From: Kevin Wolf <kwolf@redhat.com>
To: qemu-block@nongnu.org
Cc: qemu-devel@nongnu.org, mreitz@redhat.com
Subject: Re: [PATCH for-5.1] file-posix: Mitigate file fragmentation with extent size hints
Date: Tue, 7 Jul 2020 18:17:41 +0200 [thread overview]
Message-ID: <20200707161741.GG7002@linux.fritz.box> (raw)
In-Reply-To: <20200707142329.48303-1-kwolf@redhat.com>
Am 07.07.2020 um 16:23 hat Kevin Wolf geschrieben:
> Espeically when O_DIRECT is used with image files so that the page cache
> indirection can't cause a merge of allocating requests, the file will
> fragment on the file system layer, with a potentially very small
> fragment size (this depends on the requests the guest sent).
>
> On Linux, fragmentation can be reduced by setting an extent size hint
> when creating the file (at least on XFS, it can't be set any more after
> the first extent has been allocated), basically giving raw files a
> "cluster size" for allocation.
>
> This adds an create option to set the extent size hint, and changes the
> default from not setting a hint to setting it to 1 MB. The main reason
> why qcow2 defaults to smaller cluster sizes is that COW becomes more
> expensive, which is not an issue with raw files, so we can choose a
> larger file. The tradeoff here is only potentially wasted disk space.
>
> For qcow2 (or other image formats) over file-posix, the advantage should
> even be greater because they grow sequentially without leaving holes, so
> there won't be wasted space. Setting even larger extent size hints for
> such images may make sense. This can be done with the new option, but
> let's keep the default conservative for now.
>
> The effect is very visible with a test that intentionally creates a
> badly fragmented file with qemu-img bench (the time difference while
> creating the file is already remarkable) and then looks at the number of
> extents and the take a simple "qemu-img map" takes.
>
> Without an extent size hint:
>
> $ ./qemu-img create -f raw -o extent_size_hint=0 ~/tmp/test.raw 10G
> Formatting '/home/kwolf/tmp/test.raw', fmt=raw size=10737418240 extent_size_hint=0
> $ ./qemu-img bench -f raw -t none -n -w ~/tmp/test.raw -c 1000000 -S 8192 -o 0
> Sending 1000000 write requests, 4096 bytes each, 64 in parallel (starting at offset 0, step size 8192)

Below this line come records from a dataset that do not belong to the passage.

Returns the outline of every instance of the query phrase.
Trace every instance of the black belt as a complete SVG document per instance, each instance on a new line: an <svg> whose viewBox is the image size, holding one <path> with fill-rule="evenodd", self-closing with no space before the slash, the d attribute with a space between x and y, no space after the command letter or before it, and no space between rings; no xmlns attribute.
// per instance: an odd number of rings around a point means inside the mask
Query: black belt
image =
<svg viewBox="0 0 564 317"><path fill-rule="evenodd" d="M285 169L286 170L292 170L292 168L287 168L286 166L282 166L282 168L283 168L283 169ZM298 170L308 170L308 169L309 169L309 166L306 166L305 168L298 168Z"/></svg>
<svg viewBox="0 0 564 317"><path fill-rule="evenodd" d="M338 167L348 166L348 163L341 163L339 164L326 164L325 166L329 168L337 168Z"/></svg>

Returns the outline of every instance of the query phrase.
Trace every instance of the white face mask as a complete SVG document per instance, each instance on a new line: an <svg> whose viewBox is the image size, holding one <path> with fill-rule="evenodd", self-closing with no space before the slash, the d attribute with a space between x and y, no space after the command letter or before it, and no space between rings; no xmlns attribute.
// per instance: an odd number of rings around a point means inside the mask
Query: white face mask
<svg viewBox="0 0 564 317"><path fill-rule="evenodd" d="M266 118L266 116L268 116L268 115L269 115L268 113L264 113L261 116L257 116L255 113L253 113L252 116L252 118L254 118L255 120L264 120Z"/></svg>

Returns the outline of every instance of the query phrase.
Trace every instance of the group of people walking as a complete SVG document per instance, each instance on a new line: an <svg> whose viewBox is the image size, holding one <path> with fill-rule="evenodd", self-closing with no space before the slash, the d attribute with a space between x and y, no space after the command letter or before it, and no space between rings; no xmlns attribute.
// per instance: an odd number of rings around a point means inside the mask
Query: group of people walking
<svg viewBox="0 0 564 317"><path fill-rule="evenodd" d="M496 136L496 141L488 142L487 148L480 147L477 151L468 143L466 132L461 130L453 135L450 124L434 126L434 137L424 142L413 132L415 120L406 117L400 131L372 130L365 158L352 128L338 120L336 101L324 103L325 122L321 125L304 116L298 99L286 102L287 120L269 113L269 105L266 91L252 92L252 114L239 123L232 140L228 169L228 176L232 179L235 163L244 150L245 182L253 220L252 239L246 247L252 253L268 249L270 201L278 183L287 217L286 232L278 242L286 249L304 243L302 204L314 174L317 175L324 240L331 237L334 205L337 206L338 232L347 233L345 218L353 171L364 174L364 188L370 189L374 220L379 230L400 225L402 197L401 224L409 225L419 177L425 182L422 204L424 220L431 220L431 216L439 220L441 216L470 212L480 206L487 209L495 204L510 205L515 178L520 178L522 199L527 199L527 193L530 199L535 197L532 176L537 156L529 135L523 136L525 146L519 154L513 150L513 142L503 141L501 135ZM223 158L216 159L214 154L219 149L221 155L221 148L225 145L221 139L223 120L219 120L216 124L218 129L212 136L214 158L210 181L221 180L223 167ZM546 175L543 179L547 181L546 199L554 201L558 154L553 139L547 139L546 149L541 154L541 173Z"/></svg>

> Run completed in 25.848 seconds.
> $ ./qemu-img bench -f raw -t none -n -w ~/tmp/test.raw -c 1000000 -S 8192 -o 4096
> Sending 1000000 write requests, 4096 bytes each, 64 in parallel (starting at offset 4096, step size 8192)
> Run completed in 19.616 seconds.
> $ filefrag ~/tmp/test.raw
> /home/kwolf/tmp/test.raw: 2000000 extents found
> $ time ./qemu-img map ~/tmp/test.raw
> Offset Length Mapped to File
> 0 0x1e8480000 0 /home/kwolf/tmp/test.raw
>
> real 0m1,279s
> user 0m0,043s
> sys 0m1,226s
>
> With the new default extent size hint of 1 MB:
>
> $ ./qemu-img create -f raw -o extent_size_hint=1M ~/tmp/test.raw 10G
> Formatting '/home/kwolf/tmp/test.raw', fmt=raw size=10737418240 extent_size_hint=1048576
> $ ./qemu-img bench -f raw -t none -n -w ~/tmp/test.raw -c 1000000 -S 8192 -o 0
> Sending 1000000 write requests, 4096 bytes each, 64 in parallel (starting at offset 0, step size 8192)
> Run completed in 11.833 seconds.
> $ ./qemu-img bench -f raw -t none -n -w ~/tmp/test.raw -c 1000000 -S 8192 -o 4096
> Sending 1000000 write requests, 4096 bytes each, 64 in parallel (starting at offset 4096, step size 8192)
> Run completed in 10.155 seconds.
> $ filefrag ~/tmp/test.raw
> /home/kwolf/tmp/test.raw: 178 extents found
> $ time ./qemu-img map ~/tmp/test.raw
> Offset Length Mapped to File
> 0 0x1e8480000 0 /home/kwolf/tmp/test.raw
>
> real 0m0,061s
> user 0m0,040s
> sys 0m0,014s
>
> Signed-off-by: Kevin Wolf <kwolf@redhat.com>
I also need to squash in a few trivial qemu-iotests updates, for which I
won't send a v2:
diff --git a/tests/qemu-iotests/082.out b/tests/qemu-iotests/082.out
index 1b0a75c8f9..0d7c5e8342 100644
--- a/tests/qemu-iotests/082.out
+++ b/tests/qemu-iotests/082.out
@@ -62,6 +62,7 @@ Supported options:
encrypt.ivgen-hash-alg=<str> - Name of IV generator hash algorithm
encrypt.key-secret=<str> - ID of secret providing qcow AES key or LUKS passphrase
encryption=<bool (on/off)> - Encrypt the image with format 'aes'. (Deprecated in favor of encrypt.format=aes)
+ extent_size_hint=<size> - Extent size hint for the image file, 0 to disable
lazy_refcounts=<bool (on/off)> - Postpone refcount updates
nocow=<bool (on/off)> - Turn off copy-on-write (valid only on btrfs)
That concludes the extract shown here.